Try it: Register an agent or look up an existing one.
April 7, 2026 Standards
Engaging with W3C, IETF, and DIF
We've submitted introductions to three major standards organizations working on adjacent problems:
- W3C AI Agent Protocol Community Group — Exploring how AIR's trust layer complements their agent discovery and communication protocols
- IETF AIMS / WIMSE Working Group — Discussing how AIR trust scoring layers on top of AIMS agent authentication
- Decentralized Identity Foundation (DIF) — Contributing to the Trusted AI Agents Working Group as a DID/VC-native implementation
This follows our public comment to NIST CAISI submitted on April 3. Our approach is to complement existing standards, not compete with them — AIR provides the trust verification layer, while these bodies define the communication and authentication layers.
April 3, 2026 Standards
NIST CAISI Public Comment Submitted
We submitted a detailed public comment to the National Institute of Standards and Technology (NIST) in response to their Concept Paper on AI Agent Identity and Authorization, part of the Consortium for the Advancement of Intelligent Systems (CAISI) initiative.
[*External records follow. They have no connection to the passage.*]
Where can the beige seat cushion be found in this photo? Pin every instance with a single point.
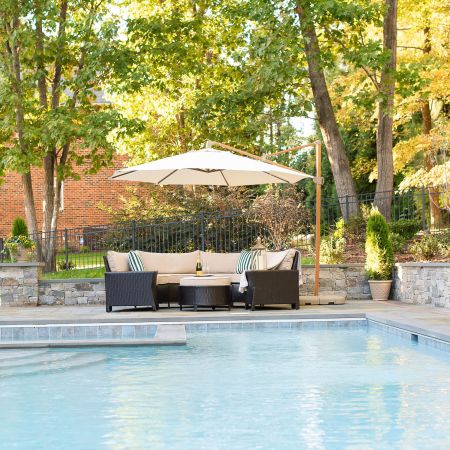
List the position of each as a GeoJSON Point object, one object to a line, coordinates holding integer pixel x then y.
{"type": "Point", "coordinates": [219, 262]}
{"type": "Point", "coordinates": [170, 278]}
{"type": "Point", "coordinates": [169, 263]}
{"type": "Point", "coordinates": [286, 264]}
{"type": "Point", "coordinates": [234, 277]}
{"type": "Point", "coordinates": [118, 262]}
{"type": "Point", "coordinates": [205, 281]}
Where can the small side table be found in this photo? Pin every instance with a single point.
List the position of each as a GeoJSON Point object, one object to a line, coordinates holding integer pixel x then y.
{"type": "Point", "coordinates": [210, 291]}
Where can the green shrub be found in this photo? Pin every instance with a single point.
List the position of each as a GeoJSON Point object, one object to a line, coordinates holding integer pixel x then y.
{"type": "Point", "coordinates": [379, 254]}
{"type": "Point", "coordinates": [332, 250]}
{"type": "Point", "coordinates": [427, 248]}
{"type": "Point", "coordinates": [339, 231]}
{"type": "Point", "coordinates": [406, 227]}
{"type": "Point", "coordinates": [19, 227]}
{"type": "Point", "coordinates": [62, 265]}
{"type": "Point", "coordinates": [398, 242]}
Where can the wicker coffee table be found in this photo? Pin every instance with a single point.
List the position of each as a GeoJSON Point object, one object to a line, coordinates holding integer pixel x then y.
{"type": "Point", "coordinates": [208, 291]}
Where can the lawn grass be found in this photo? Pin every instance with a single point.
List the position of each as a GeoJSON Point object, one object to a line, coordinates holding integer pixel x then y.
{"type": "Point", "coordinates": [306, 260]}
{"type": "Point", "coordinates": [98, 272]}
{"type": "Point", "coordinates": [82, 260]}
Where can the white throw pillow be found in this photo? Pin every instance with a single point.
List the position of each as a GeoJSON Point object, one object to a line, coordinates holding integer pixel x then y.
{"type": "Point", "coordinates": [118, 262]}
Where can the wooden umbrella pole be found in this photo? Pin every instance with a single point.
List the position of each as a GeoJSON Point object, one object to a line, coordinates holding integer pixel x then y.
{"type": "Point", "coordinates": [318, 207]}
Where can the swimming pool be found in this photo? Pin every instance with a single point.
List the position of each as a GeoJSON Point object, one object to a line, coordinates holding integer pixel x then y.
{"type": "Point", "coordinates": [231, 389]}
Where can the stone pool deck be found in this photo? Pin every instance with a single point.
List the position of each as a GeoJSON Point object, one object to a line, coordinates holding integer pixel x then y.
{"type": "Point", "coordinates": [424, 320]}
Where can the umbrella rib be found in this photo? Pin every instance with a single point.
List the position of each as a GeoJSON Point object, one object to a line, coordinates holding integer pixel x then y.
{"type": "Point", "coordinates": [167, 176]}
{"type": "Point", "coordinates": [122, 174]}
{"type": "Point", "coordinates": [272, 175]}
{"type": "Point", "coordinates": [223, 176]}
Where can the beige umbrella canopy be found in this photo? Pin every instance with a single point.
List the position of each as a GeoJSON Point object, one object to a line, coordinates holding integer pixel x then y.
{"type": "Point", "coordinates": [210, 167]}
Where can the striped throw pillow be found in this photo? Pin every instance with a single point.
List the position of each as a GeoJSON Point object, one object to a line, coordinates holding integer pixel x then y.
{"type": "Point", "coordinates": [245, 261]}
{"type": "Point", "coordinates": [135, 263]}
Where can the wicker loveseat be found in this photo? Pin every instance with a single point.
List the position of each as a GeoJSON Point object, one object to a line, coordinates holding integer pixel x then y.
{"type": "Point", "coordinates": [165, 270]}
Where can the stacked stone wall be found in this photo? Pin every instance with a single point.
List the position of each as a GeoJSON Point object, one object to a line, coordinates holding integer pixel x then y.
{"type": "Point", "coordinates": [19, 284]}
{"type": "Point", "coordinates": [422, 283]}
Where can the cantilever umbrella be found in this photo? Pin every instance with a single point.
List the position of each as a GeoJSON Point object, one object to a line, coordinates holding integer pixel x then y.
{"type": "Point", "coordinates": [209, 166]}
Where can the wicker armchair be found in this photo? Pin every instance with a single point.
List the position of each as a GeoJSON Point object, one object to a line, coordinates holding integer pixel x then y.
{"type": "Point", "coordinates": [272, 287]}
{"type": "Point", "coordinates": [130, 288]}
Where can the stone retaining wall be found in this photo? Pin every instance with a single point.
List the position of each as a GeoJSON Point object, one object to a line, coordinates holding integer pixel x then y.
{"type": "Point", "coordinates": [19, 283]}
{"type": "Point", "coordinates": [422, 283]}
{"type": "Point", "coordinates": [72, 292]}
{"type": "Point", "coordinates": [339, 279]}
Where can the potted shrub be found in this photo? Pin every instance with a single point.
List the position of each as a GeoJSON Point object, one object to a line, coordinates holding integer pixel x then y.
{"type": "Point", "coordinates": [19, 246]}
{"type": "Point", "coordinates": [379, 256]}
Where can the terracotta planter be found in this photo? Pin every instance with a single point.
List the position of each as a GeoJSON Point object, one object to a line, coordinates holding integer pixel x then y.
{"type": "Point", "coordinates": [23, 254]}
{"type": "Point", "coordinates": [380, 289]}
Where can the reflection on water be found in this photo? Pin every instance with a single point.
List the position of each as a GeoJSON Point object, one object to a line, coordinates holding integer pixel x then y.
{"type": "Point", "coordinates": [279, 388]}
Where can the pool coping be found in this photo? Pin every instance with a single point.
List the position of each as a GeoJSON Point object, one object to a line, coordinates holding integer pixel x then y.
{"type": "Point", "coordinates": [408, 325]}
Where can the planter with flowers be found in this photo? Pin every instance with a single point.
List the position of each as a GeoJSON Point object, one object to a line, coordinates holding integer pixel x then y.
{"type": "Point", "coordinates": [20, 248]}
{"type": "Point", "coordinates": [379, 256]}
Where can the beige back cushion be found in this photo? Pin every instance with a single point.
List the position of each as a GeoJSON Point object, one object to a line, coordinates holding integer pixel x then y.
{"type": "Point", "coordinates": [118, 262]}
{"type": "Point", "coordinates": [286, 264]}
{"type": "Point", "coordinates": [219, 262]}
{"type": "Point", "coordinates": [169, 262]}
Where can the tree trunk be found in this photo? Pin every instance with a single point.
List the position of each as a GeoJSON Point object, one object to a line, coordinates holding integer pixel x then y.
{"type": "Point", "coordinates": [340, 166]}
{"type": "Point", "coordinates": [385, 182]}
{"type": "Point", "coordinates": [30, 211]}
{"type": "Point", "coordinates": [427, 125]}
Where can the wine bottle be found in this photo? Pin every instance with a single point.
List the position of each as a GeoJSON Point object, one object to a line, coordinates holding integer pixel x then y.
{"type": "Point", "coordinates": [199, 268]}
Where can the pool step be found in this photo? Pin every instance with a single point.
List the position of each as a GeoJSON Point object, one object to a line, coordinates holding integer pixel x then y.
{"type": "Point", "coordinates": [55, 362]}
{"type": "Point", "coordinates": [40, 358]}
{"type": "Point", "coordinates": [8, 355]}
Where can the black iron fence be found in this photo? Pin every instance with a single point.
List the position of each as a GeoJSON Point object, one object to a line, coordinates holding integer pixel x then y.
{"type": "Point", "coordinates": [229, 231]}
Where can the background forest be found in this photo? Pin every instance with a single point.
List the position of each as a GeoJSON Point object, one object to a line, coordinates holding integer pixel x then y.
{"type": "Point", "coordinates": [369, 78]}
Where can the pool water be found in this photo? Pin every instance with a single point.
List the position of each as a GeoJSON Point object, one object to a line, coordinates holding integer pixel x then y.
{"type": "Point", "coordinates": [246, 389]}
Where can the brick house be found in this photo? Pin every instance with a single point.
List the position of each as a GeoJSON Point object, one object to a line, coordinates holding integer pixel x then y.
{"type": "Point", "coordinates": [80, 199]}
Our comment addresses gaps in current agent identity frameworks and proposes how a neutral, standards-based registry like AIR can help. The full specification and supporting materials are available in our GitHub repository.
March 2026 Technical
AIR Identity Specification v0.1 Published
We've published the first draft of the AIR Identity Specification, covering:
- The AIR ID format — cryptographic identifiers using SHA-256 hashing and base32 encoding with CRC32 checksums
- Agent Identity Documents — JSON-LD structures linked to W3C Decentralized Identifiers
- Trust Score Methodology — a five-component, 0-1000 scoring model with letter grades (AAA through C)
- Verification protocols and credential formats based on W3C Verifiable Credentials
The specification is open for community review. Read it on GitHub and share feedback via Discussions.